Eine kurze Checkliste für Ihre Entscheidung

Stellen Sie sich vor der endgültigen Entscheidung folgende Fragen: Kenne ich den realistischen Marktwert meiner Immobilie ohne fremde Hilfe belastbar? Habe ich Zugang zu einer eigenen Interessentendatenbank oder verlasse ich mich ausschließlich auf öffentliche Anzeigen? Traue ich mir eine sichere Bonitätsprüfung von Kaufinteressierten zu? Kenne ich mich mit den rechtlichen Fallstricken eines Kaufvertrags, insbesondere dem Sachmängelhaftungsausschluss, ausreichend aus? Verfüge ich über genügend freie Zeit, um den gesamten Prozess über mehrere Wochen oder Monate selbst zu koordinieren?

Je mehr dieser Fragen Sie mit einem klaren Nein beantworten, desto stärker spricht das für eine professionelle Begleitung. Ein unverbindliches Erstgespräch kostet Sie nichts und liefert in der Regel innerhalb kurzer Zeit eine ehrliche, auf Ihre konkrete Immobilie bezogene Einschätzung, die weit über eine allgemeine Empfehlung hinausgeht.
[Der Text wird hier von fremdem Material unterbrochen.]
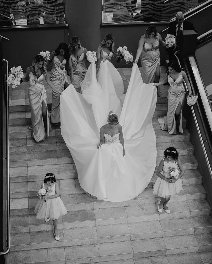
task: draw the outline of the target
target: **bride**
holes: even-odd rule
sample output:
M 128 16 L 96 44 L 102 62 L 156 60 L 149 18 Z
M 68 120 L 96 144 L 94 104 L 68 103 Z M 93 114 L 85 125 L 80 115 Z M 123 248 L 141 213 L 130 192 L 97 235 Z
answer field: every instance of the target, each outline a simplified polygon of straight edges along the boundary
M 61 134 L 82 188 L 99 199 L 127 201 L 143 191 L 155 171 L 156 89 L 143 83 L 134 64 L 122 104 L 123 81 L 114 75 L 116 69 L 101 62 L 98 82 L 95 70 L 92 63 L 82 94 L 71 84 L 61 96 Z

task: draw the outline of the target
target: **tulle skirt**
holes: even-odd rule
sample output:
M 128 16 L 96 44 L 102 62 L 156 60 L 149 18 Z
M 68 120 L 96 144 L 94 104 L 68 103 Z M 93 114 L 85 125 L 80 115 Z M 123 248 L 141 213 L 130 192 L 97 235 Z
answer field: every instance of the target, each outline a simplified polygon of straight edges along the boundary
M 163 172 L 161 173 L 163 174 Z M 180 179 L 174 183 L 170 183 L 158 177 L 153 187 L 153 194 L 163 198 L 167 198 L 179 194 L 182 189 Z
M 62 201 L 60 197 L 44 200 L 39 200 L 35 209 L 36 218 L 44 219 L 50 218 L 56 220 L 67 213 L 67 210 Z

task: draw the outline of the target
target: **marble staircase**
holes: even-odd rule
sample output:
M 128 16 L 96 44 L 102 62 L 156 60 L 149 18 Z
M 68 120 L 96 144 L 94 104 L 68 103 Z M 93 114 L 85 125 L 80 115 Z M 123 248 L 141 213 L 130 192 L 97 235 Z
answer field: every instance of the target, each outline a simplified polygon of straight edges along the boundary
M 118 70 L 126 91 L 131 69 Z M 172 135 L 161 130 L 157 121 L 167 112 L 167 87 L 162 88 L 157 98 L 152 121 L 157 150 L 155 171 L 165 149 L 173 146 L 179 152 L 185 172 L 183 190 L 168 204 L 171 213 L 159 214 L 159 198 L 152 193 L 155 172 L 144 191 L 129 201 L 107 202 L 88 196 L 79 185 L 59 128 L 53 128 L 50 136 L 38 143 L 31 138 L 27 128 L 31 113 L 27 85 L 11 91 L 12 246 L 8 264 L 212 263 L 211 210 L 186 121 L 184 119 L 183 133 Z M 50 91 L 46 88 L 50 104 Z M 50 172 L 55 176 L 68 211 L 58 219 L 59 241 L 55 239 L 51 221 L 36 219 L 33 212 L 37 191 L 45 175 Z

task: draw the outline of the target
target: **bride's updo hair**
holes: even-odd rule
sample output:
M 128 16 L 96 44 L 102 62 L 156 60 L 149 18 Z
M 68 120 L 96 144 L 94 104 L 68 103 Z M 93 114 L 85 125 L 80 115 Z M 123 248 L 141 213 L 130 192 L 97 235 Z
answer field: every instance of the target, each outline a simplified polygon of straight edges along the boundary
M 46 67 L 45 65 L 46 62 L 44 58 L 41 55 L 38 54 L 36 55 L 34 59 L 34 60 L 32 64 L 32 66 L 34 70 L 33 74 L 36 77 L 38 78 L 39 77 L 38 73 L 37 72 L 37 69 L 38 69 L 38 65 L 41 62 L 43 62 L 42 66 L 40 68 L 40 70 L 42 74 L 45 76 L 46 75 Z
M 110 111 L 108 116 L 108 119 L 107 121 L 110 124 L 114 124 L 115 123 L 118 123 L 118 117 L 117 115 L 116 114 L 112 111 Z

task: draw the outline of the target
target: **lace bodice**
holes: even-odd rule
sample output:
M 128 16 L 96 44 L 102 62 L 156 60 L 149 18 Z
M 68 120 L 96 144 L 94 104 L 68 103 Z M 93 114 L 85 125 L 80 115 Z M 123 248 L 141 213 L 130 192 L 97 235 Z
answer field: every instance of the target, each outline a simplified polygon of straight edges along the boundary
M 54 182 L 51 186 L 52 187 L 45 187 L 44 185 L 44 187 L 48 190 L 48 192 L 47 195 L 48 196 L 51 196 L 54 195 L 56 193 L 55 191 L 55 182 Z
M 119 142 L 119 133 L 117 133 L 113 136 L 110 136 L 108 134 L 105 133 L 104 134 L 104 141 L 105 143 L 114 143 L 115 142 Z
M 163 172 L 166 174 L 167 174 L 169 173 L 169 169 L 168 168 L 169 167 L 171 167 L 172 168 L 174 168 L 175 169 L 176 169 L 177 167 L 177 162 L 175 161 L 169 162 L 167 162 L 166 161 L 164 160 L 163 159 L 164 162 L 164 165 L 162 169 Z M 164 175 L 165 177 L 166 176 Z M 168 177 L 169 177 L 169 176 Z

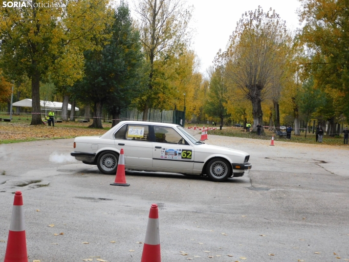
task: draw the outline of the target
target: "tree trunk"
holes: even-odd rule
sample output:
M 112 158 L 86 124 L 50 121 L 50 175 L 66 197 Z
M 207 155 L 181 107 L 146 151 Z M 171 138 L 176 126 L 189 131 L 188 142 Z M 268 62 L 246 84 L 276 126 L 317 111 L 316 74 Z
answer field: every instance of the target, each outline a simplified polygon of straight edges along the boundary
M 41 125 L 43 121 L 40 114 L 40 73 L 37 69 L 36 62 L 33 60 L 34 67 L 31 75 L 31 122 L 30 125 Z
M 91 106 L 89 104 L 85 105 L 85 114 L 84 115 L 85 120 L 89 122 L 89 111 Z
M 19 87 L 21 85 L 20 84 L 19 84 L 17 86 Z M 18 91 L 17 92 L 17 101 L 20 101 L 20 98 L 21 98 L 21 93 L 22 93 L 22 91 Z M 21 112 L 21 107 L 16 107 L 16 113 L 17 114 L 19 114 L 19 113 Z
M 149 107 L 148 107 L 148 105 L 146 104 L 144 105 L 144 110 L 143 110 L 143 117 L 142 119 L 142 120 L 144 121 L 146 121 L 147 119 L 148 119 L 148 111 L 149 109 Z
M 296 104 L 296 98 L 292 98 L 292 104 L 293 105 L 293 117 L 294 118 L 294 134 L 295 135 L 300 135 L 301 132 L 299 130 L 299 112 L 298 111 L 298 106 Z
M 269 131 L 273 130 L 273 108 L 270 108 L 270 113 L 269 115 Z
M 111 127 L 112 128 L 120 123 L 120 113 L 113 113 L 112 115 L 113 119 L 111 122 Z
M 62 105 L 62 120 L 64 121 L 68 121 L 68 101 L 69 95 L 63 95 L 63 103 Z
M 299 119 L 297 117 L 294 118 L 294 134 L 296 135 L 300 135 L 301 133 L 299 130 Z
M 274 101 L 274 111 L 275 114 L 275 120 L 274 122 L 274 124 L 277 128 L 280 127 L 280 107 L 279 106 L 279 102 L 278 101 Z
M 69 121 L 75 122 L 75 119 L 74 117 L 75 112 L 75 100 L 73 100 L 71 102 L 71 109 L 70 109 L 70 119 Z
M 252 103 L 252 115 L 253 116 L 253 131 L 257 132 L 257 128 L 256 126 L 259 124 L 262 124 L 263 120 L 263 113 L 261 105 L 260 97 L 256 97 L 251 100 Z M 262 133 L 263 132 L 263 129 L 261 130 Z
M 93 106 L 93 122 L 90 128 L 103 128 L 102 125 L 102 103 L 100 101 L 94 103 Z

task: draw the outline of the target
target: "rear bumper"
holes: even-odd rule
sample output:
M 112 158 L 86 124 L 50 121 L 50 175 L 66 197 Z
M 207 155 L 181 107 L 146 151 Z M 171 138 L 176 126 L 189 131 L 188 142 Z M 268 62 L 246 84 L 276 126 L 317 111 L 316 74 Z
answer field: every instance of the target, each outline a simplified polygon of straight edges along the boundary
M 71 152 L 70 155 L 75 157 L 77 160 L 83 161 L 87 163 L 93 163 L 96 158 L 96 153 L 86 153 L 85 152 Z
M 252 165 L 249 163 L 244 163 L 243 164 L 232 163 L 232 166 L 235 170 L 248 170 L 252 168 Z

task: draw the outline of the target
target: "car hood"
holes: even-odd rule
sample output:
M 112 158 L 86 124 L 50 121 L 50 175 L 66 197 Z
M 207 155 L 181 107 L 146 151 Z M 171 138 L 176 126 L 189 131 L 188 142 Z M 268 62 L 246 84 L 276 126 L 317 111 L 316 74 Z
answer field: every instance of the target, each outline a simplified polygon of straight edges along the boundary
M 240 150 L 236 150 L 235 149 L 232 149 L 223 147 L 218 147 L 218 146 L 207 145 L 206 144 L 196 146 L 195 147 L 195 152 L 202 153 L 207 153 L 208 152 L 210 153 L 239 155 L 244 157 L 246 155 L 249 155 L 249 154 L 246 152 L 240 151 Z

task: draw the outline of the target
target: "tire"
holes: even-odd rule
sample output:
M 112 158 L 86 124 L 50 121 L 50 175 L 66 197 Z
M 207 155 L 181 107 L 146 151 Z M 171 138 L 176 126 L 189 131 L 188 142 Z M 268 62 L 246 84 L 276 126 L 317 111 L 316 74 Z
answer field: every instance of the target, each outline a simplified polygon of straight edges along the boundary
M 216 182 L 226 180 L 232 175 L 232 166 L 223 158 L 214 158 L 206 166 L 206 174 L 211 180 Z
M 106 175 L 115 175 L 119 155 L 112 151 L 106 151 L 99 155 L 97 159 L 97 166 L 102 173 Z

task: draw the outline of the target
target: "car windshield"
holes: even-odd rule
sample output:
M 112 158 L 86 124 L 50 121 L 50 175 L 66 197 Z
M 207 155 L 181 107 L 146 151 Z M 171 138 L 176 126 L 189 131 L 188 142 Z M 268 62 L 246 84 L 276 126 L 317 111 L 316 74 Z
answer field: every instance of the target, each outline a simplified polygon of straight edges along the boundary
M 180 126 L 177 126 L 177 128 L 180 130 L 184 134 L 184 135 L 185 135 L 188 139 L 189 139 L 191 141 L 192 141 L 192 142 L 194 143 L 194 144 L 196 144 L 196 145 L 203 144 L 203 143 L 202 143 L 201 141 L 198 140 L 189 133 L 187 132 L 182 127 Z

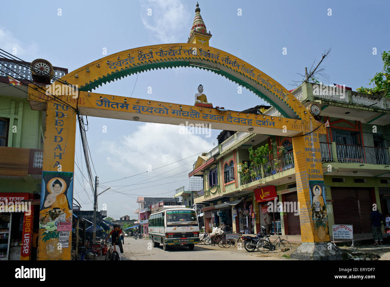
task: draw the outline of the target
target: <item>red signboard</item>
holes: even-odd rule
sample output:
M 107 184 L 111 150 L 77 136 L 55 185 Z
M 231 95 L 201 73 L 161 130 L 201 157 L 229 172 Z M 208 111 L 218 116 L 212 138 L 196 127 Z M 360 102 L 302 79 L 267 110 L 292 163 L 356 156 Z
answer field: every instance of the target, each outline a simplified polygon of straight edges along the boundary
M 257 202 L 264 202 L 273 200 L 277 196 L 275 185 L 268 185 L 264 186 L 264 187 L 257 188 L 254 191 Z
M 28 199 L 30 194 L 28 193 L 1 193 L 0 201 L 5 201 L 5 200 L 10 201 L 20 201 L 23 200 Z
M 23 194 L 32 194 L 30 193 Z M 27 195 L 25 199 L 29 198 Z M 30 214 L 29 215 L 28 214 Z M 30 212 L 24 213 L 23 218 L 23 232 L 22 234 L 22 248 L 20 251 L 21 260 L 30 260 L 31 257 L 31 246 L 32 236 L 32 226 L 34 219 L 34 209 L 32 208 Z

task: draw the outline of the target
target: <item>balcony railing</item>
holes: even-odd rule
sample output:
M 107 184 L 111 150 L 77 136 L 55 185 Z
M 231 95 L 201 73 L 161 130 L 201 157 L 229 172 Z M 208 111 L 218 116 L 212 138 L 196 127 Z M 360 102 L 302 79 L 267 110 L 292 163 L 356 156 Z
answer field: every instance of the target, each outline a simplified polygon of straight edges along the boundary
M 336 144 L 336 150 L 339 162 L 390 164 L 388 148 Z
M 197 198 L 198 197 L 203 196 L 204 194 L 204 190 L 202 189 L 199 191 L 195 191 L 194 193 L 194 198 Z
M 294 157 L 292 151 L 289 152 L 284 155 L 278 157 L 271 159 L 264 165 L 264 175 L 265 177 L 269 176 L 282 171 L 293 168 L 295 167 L 294 162 Z M 262 178 L 261 166 L 255 166 L 252 167 L 252 169 L 254 171 L 255 176 L 251 175 L 250 179 L 249 180 L 243 180 L 240 178 L 241 185 L 246 184 L 256 180 L 258 180 Z
M 332 144 L 331 143 L 320 143 L 321 150 L 321 159 L 323 162 L 333 161 L 332 157 Z

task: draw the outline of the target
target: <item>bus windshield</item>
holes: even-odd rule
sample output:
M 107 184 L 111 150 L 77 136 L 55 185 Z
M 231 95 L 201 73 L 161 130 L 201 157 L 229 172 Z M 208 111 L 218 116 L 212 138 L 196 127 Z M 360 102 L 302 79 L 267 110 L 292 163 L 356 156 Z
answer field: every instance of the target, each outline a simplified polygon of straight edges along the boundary
M 176 210 L 167 212 L 167 224 L 197 223 L 196 214 L 193 210 Z

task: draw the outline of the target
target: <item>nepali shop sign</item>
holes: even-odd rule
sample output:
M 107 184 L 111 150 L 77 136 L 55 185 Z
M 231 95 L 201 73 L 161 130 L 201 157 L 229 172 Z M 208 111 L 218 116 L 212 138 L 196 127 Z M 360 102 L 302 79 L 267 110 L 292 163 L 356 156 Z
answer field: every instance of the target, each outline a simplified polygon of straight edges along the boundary
M 352 225 L 333 224 L 333 240 L 338 239 L 353 239 L 353 228 Z
M 257 202 L 264 202 L 273 200 L 277 198 L 275 185 L 268 185 L 257 188 L 254 191 Z

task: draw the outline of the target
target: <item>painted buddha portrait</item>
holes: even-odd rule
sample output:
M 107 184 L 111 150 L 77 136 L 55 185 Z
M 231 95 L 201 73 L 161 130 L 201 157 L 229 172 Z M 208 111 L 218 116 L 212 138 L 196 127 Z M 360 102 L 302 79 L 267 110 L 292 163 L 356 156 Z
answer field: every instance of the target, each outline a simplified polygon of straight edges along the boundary
M 58 207 L 66 210 L 68 208 L 67 199 L 64 194 L 67 187 L 65 180 L 55 177 L 49 181 L 46 187 L 49 194 L 44 203 L 44 207 Z
M 313 193 L 314 196 L 313 197 L 312 204 L 315 207 L 316 211 L 319 211 L 319 209 L 323 209 L 324 205 L 324 199 L 321 195 L 321 188 L 319 185 L 315 185 L 313 188 Z

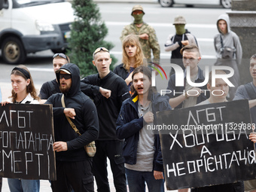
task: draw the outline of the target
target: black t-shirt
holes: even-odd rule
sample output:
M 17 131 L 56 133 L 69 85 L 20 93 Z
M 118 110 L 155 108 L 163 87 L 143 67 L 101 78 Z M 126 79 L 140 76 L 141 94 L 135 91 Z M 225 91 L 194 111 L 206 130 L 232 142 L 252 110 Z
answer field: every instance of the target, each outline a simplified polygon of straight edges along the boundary
M 43 84 L 40 90 L 39 97 L 41 99 L 47 99 L 50 96 L 56 93 L 61 92 L 57 81 L 56 79 L 53 79 Z

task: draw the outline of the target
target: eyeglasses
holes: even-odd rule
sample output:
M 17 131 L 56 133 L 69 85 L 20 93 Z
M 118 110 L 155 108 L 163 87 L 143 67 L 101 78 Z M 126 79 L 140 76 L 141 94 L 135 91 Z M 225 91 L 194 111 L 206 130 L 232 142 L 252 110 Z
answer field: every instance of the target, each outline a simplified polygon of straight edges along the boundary
M 99 47 L 99 48 L 96 48 L 96 50 L 93 52 L 93 56 L 94 56 L 97 53 L 99 53 L 101 50 L 107 51 L 108 53 L 109 53 L 109 50 L 108 49 L 105 47 Z
M 66 80 L 71 78 L 70 74 L 59 74 L 59 79 L 65 78 Z
M 64 53 L 55 53 L 53 56 L 53 59 L 54 59 L 55 57 L 56 57 L 57 56 L 60 56 L 61 58 L 63 58 L 65 59 L 67 59 L 67 61 L 69 62 L 69 59 L 68 59 L 68 57 L 66 54 Z

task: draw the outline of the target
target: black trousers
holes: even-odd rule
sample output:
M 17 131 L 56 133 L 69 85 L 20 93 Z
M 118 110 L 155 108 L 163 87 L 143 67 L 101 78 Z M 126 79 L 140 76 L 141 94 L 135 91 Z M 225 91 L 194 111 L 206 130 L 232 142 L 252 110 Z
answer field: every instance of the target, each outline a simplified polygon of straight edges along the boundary
M 126 182 L 123 157 L 123 142 L 117 140 L 96 141 L 97 151 L 93 160 L 93 172 L 97 184 L 98 192 L 110 192 L 107 157 L 113 173 L 117 192 L 126 192 Z
M 191 189 L 191 192 L 244 192 L 243 181 Z
M 92 160 L 56 161 L 56 181 L 51 181 L 53 192 L 94 192 Z

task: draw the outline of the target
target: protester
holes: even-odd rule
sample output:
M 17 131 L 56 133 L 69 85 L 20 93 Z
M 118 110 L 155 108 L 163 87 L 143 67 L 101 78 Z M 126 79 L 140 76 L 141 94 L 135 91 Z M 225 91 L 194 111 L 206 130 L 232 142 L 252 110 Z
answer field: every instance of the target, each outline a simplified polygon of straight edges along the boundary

Häufige Fragen zum Vergleich

Ist ein Makler seine Provision wert?
In den meisten Fällen gleicht ein erfahrener Makler seine Provision durch einen höheren erzielten Verkaufspreis, kürzere Vermarktungszeit und die Vermeidung kostspieliger Fehler wieder aus. Entscheidend ist, mit welcher Sorgfalt der Makler tatsächlich arbeitet, ein pauschales Ja oder Nein greift hier zu kurz.
Wie viel Zeit spart ein Makler beim Verkauf?
Von der Erstberatung über Exposé-Erstellung, Besichtigungskoordination und Bonitätsprüfung bis zur Vertragsvorbereitung übernimmt ein Makler in der Regel den größten Teil des organisatorischen Aufwands. Eigentümerinnen und Eigentümer, die privat verkaufen, investieren häufig mehrere Dutzend Stunden über den gesamten Verkaufsprozess.
Kann ich als Privatperson dieselbe Käuferreichweite erzielen wie ein Makler?
Über die großen Immobilienportale ist die grundsätzliche Sichtbarkeit ähnlich, ein etablierter Makler verfügt aber häufig zusätzlich über eine eigene Interessentendatenbank mit bereits vorgemerkten, geprüften Kaufinteressierten, die eine private Anzeige nicht erreicht.
Was passiert, wenn beim Privatverkauf rechtliche Fehler passieren?
Fehler im Kaufvertrag, bei Pflichtangaben oder in der Kommunikation mit Kaufinteressierten können zu Anfechtungen, Bußgeldern oder Schadensersatzforderungen führen. Ein erfahrener Makler kennt die typischen Fallstricke und arbeitet eng mit dem Notariat zusammen, um diese von vornherein zu vermeiden.
Gibt es Situationen, in denen ein Privatverkauf trotzdem sinnvoll ist?
Ja, etwa beim Verkauf innerhalb der Familie, an bereits bekannte und geprüfte Käuferinnen oder Käufer, oder wenn eine Eigentümerin oder ein Eigentümer selbst über tiefgehende Immobilien- und Vertragserfahrung verfügt, beispielsweise aus einer beruflichen Tätigkeit in der Branche. In solchen Ausnahmefällen kann ein Privatverkauf funktionieren, für die meisten anderen Situationen überwiegen jedoch die beschriebenen Risiken.
Wie schnell verkauft ein Makler im Vergleich zum Privatverkauf?
Durch eine bereits vorhandene Interessentendatenbank, professionelle Vermarktung und eine realistische, marktgerechte Preisfindung von Beginn an lässt sich die Vermarktungszeit gegenüber einem Privatverkauf häufig deutlich verkürzen. Private Verkäuferinnen und Verkäufer korrigieren einen zunächst zu hoch angesetzten Preis oft erst nach Wochen oder Monaten ausbleibender Nachfrage, was wertvolle Zeit kostet.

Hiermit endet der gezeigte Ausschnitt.